Это, конечно, многое объясняло. Врач успокоился и продолжил осмотр. Они уже собирались идти в палату, когда приехала Ленка. Бросилась к Сашке, стала осыпать ее поцелуями, плакать. В воздухе снова запахло истерикой. Алик договорился с врачами, что ночь после операции проведет в палате с дочкой. Благо палата, спасибо неведомому Арсену Автандиловичу, была действительно отдельной. Жена, конечно же, захотела остаться с дочкой вместо него. Но Сашка вдруг проявила неожиданную твердость.
– Мам, я тебя люблю и все такое… Но не надо со мной оставаться сейчас.
– Почему, доченька?
– Не надо, и все. Отец спокойный, а ты будешь охать, ахать, я разнервничаюсь. Не надо. Завтра лучше приезжай, утром.

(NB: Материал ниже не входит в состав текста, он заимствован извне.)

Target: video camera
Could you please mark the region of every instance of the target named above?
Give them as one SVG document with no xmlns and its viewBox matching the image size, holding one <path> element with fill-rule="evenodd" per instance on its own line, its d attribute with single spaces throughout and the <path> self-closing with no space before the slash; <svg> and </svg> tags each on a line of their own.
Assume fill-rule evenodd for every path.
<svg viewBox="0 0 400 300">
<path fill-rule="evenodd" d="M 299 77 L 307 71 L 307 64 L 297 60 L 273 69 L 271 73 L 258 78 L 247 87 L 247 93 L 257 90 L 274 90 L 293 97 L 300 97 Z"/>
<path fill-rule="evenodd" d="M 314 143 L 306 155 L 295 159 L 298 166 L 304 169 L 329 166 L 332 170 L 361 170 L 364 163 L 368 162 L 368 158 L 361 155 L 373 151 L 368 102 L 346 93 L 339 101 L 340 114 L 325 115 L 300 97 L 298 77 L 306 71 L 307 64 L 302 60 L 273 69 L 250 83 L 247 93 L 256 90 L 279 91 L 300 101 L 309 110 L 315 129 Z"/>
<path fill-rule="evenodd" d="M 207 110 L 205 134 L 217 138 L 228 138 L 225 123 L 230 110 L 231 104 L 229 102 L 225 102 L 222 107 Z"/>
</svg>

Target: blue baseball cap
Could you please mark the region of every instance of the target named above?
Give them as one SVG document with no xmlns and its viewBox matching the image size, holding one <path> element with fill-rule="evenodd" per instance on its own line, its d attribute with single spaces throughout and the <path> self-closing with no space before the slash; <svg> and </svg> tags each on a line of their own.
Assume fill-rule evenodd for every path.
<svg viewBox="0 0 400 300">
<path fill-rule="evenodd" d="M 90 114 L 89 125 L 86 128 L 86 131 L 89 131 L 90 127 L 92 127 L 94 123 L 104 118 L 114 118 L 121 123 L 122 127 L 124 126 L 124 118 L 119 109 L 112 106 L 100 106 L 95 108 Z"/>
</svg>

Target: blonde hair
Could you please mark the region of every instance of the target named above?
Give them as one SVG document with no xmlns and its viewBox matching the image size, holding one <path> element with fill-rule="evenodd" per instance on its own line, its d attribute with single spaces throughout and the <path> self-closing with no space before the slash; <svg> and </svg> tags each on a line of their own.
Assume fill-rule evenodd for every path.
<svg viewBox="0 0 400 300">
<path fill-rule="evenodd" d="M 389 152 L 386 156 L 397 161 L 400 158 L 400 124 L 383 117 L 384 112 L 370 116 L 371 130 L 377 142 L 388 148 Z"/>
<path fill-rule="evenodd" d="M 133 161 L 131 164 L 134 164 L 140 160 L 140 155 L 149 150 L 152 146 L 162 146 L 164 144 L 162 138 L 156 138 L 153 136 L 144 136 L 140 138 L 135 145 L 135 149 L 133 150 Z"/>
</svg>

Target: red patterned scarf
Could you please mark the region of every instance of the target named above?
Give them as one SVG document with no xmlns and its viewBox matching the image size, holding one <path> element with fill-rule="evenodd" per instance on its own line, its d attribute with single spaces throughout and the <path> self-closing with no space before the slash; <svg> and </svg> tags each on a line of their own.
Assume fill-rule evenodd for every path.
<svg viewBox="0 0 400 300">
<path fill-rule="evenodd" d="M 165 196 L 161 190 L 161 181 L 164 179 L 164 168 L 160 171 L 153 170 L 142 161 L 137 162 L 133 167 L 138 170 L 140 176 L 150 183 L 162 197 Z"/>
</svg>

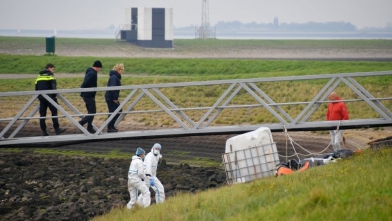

Ленка, надо отдать ей должное, поняла. Перекрестила Сашку мелким незаметным движением и пошла к выходу.
– И не звони каждые пять минут, – вдогонку ей крикнула дочка. – Только каждые десять.
Жена вскинула вверх руки и показала десять пальцев. Поворачиваться не стала. Плакала.
– Пап, я правильно ей сказала? Ну правда, довела бы она меня.
– Конечно, правильно.
– Но я все равно ее люблю, сильно. Так же, как и тебя. Я вас одинаково люблю. Ты не думай.
– Я и не думаю. Пошли давай.
И они пошли.
Подготовка к операции заняла несколько часов. Сначала делали анализы, потом ждали седого профессора, пока приедет из дома. Доктор приехал злой, недовольно пробурчал, что вот опять Арсен подкинул ему работки в выходные, но, увидев Сашку, разулыбался, стал подшучивать и вгонять в краску юную девицу. Явно получал от этого удовольствие. А когда Алик протянул деньги, он совсем успокоился, сказал: «После, потом» – и назначил операцию на десять вечера. Профессор был опытным, вменяемым и евреем. Все три фактора внушали Алику оптимизм.